Like many people, we had a big ham on Easter Sunday. Actually, we still have ham leftover. And, like the Thanksgiving turkey, the celebratory holiday feast lingers for weeks following the original event, appearing in many guises. I never seem to mind though; I look forward to it each year and anticipate the creative recipes that take advantage of the (leftover) bounty. Think of it like a longer, less mysterious Iron Chef; you have a secret ingredient (ham), a lot of imagination, and all the tools in the kitchen. The tool that has been especially helpful in “Battle Ham” this spring is the Viking Immersion Blender. I’ve used immersion blenders for years, but once these blenders arrived at the store, I fell in love all over again. It’s been just the implement to produce all the interesting (and tasty) post- Easter recipes. To get your mind working, here are a couple of successful ideas from the last week.

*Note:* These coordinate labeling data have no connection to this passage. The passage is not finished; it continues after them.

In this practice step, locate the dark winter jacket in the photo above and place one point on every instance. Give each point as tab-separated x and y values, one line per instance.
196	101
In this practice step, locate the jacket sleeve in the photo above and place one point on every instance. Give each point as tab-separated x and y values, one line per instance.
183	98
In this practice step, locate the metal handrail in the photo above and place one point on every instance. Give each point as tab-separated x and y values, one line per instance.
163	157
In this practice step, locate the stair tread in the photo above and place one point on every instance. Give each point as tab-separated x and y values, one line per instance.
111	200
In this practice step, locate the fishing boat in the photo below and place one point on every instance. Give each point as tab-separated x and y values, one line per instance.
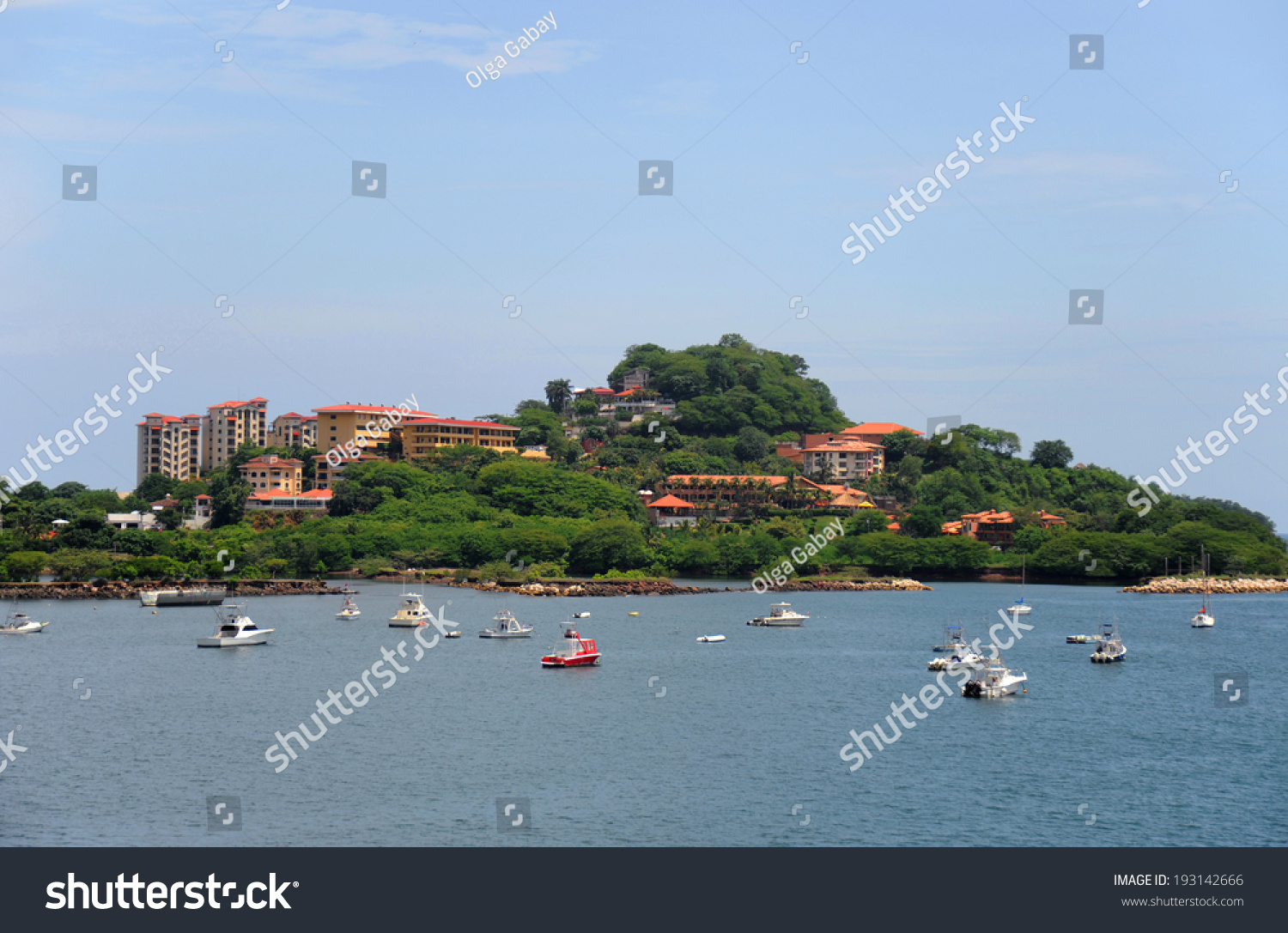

Make a quick mayonnaise with egg yolks, vegetable oil and mustard (using the immersion blender makes this so fast plus you save yourself having to wash the blender). Use the mayo for a ham sandwich on thick rye bread. Or, if you have hard boiled eggs leftover, make deviled eggs with fresh dill for garnish.
Quickly steam the season’s first asparagus and top them with a rich and creamy hollandaise sauce (using the immersion blender, naturally). The unctuous sauce is the perfect complement to the crisp green spears. Hollandaise is also delicious in Eggs Benedict (using the Easter ham of course).
Since the weather has been more wintry than spring-like, a creamy potato- ham soup is just the thing to take the chill off. Pureeing the soup in the pot saves a step and allows you to control the final texture of the soup more easily.
With such a good “mystery ingredient” and such yummy resulting dishes, it’s hard to get tired of ham. At least until next year.